Sony DT 30mm f/2.8 Macro SAM

Overall score:88%

Product:

Sony DT 30mm f/2.8 Macro SAM Review

Manufacturer:

Price as reviewed:

£179.00
Sonys 30mm lens is compact and unassuming but has unique appeal in offering a genuine 1:1 macro capability, this alone makes it worthy of serious consideration.

The barrel has a smooth cylindrical design with just a single slider switch on the left to choose between AF and MF. The manual-focusing ring is at the very front of the lens and includes a focused-distance scale marked in both metres and feet: actually, most of the imperial scale is specified in inches on account of its close-up focusing.

It is unfortunate (but understandable in such a low-cost macro lens) that the ring rotates in AF mode, so needs to be kept unimpeded by the users fingers, but it is unlikely that anybody will find this an unmanageable inconvenience. Being a genuine macro lens there is a huge throw on the focusing ring, which rotates through about 200 degrees to reach down to just 0.13m (five inches).

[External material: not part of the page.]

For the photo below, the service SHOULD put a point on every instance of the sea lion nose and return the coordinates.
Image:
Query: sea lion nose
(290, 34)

The lens barrel hardly extends at all in normal use, for subjects as close as about 0.5m, but protrudes more at closer ranges. Nevertheless, Sony has contained the extension very well and even at its minimum object distance the lens is less than 2cm longer than it is when focused at infinity.

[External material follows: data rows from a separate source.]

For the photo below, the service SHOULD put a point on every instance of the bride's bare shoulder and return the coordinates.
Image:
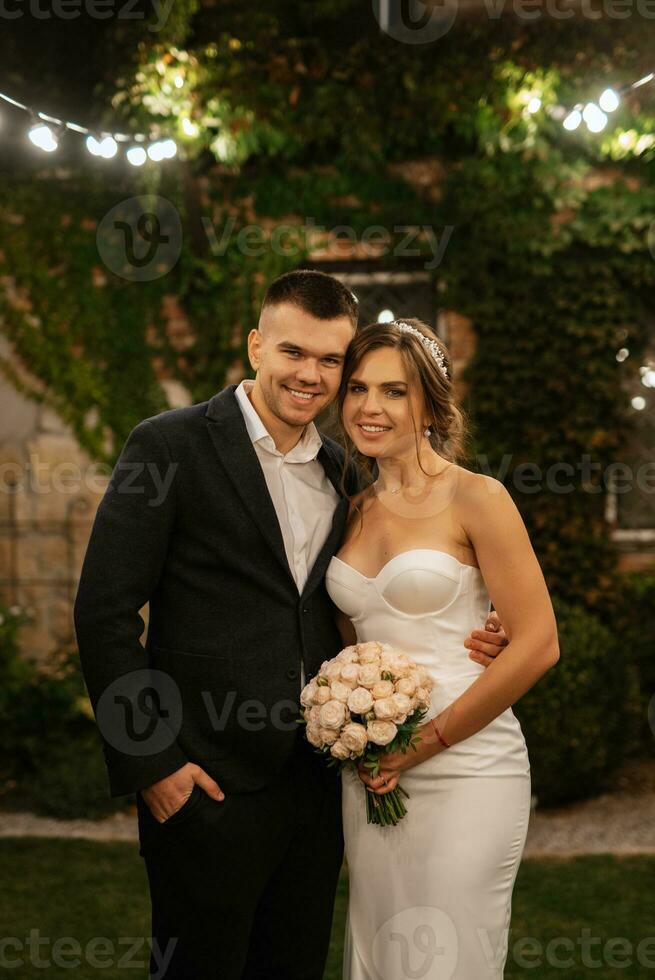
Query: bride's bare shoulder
(475, 490)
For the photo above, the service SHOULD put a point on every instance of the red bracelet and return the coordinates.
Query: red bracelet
(439, 735)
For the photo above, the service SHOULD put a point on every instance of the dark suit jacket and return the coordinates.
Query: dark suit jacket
(187, 524)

The front element is tiny, being only about 17mm in diameter, and this in turn means the accessory mounting thread is also small, at just 49mm. The explanation for such a small front element is to be found in the primes relatively modest f/2.8 maximum aperture.

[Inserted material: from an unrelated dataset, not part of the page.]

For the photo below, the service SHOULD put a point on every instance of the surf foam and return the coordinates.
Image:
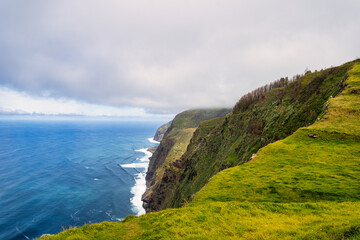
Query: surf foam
(140, 183)
(153, 141)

Photographers who favour narrow depths-of-field will realise that f/2.8 on a 30mm lens, especially projecting onto a smaller APS-C sensor, doesn’t offer much flexibility in this respect but fans of close-up photography will counter by saying that doesn’t matter in a genuine macro lens.

Technical testing revealed a disappointing set of resolution figures but real-world close-up photography produced some truly excellent results. So although Sony’s 30mm macro lens loses marks in terms of its large-scale MTF performance it clearly comes into its own for macrophotography.

The problem can almost certainly be traced to the Alpha-77s 24 million pixel sensor, which offers a higher resolution than the lens can match. The overall score given here for Sony’s 30mm lens reflects its macro specialism more than the demands of the highly-specified host body used in this test.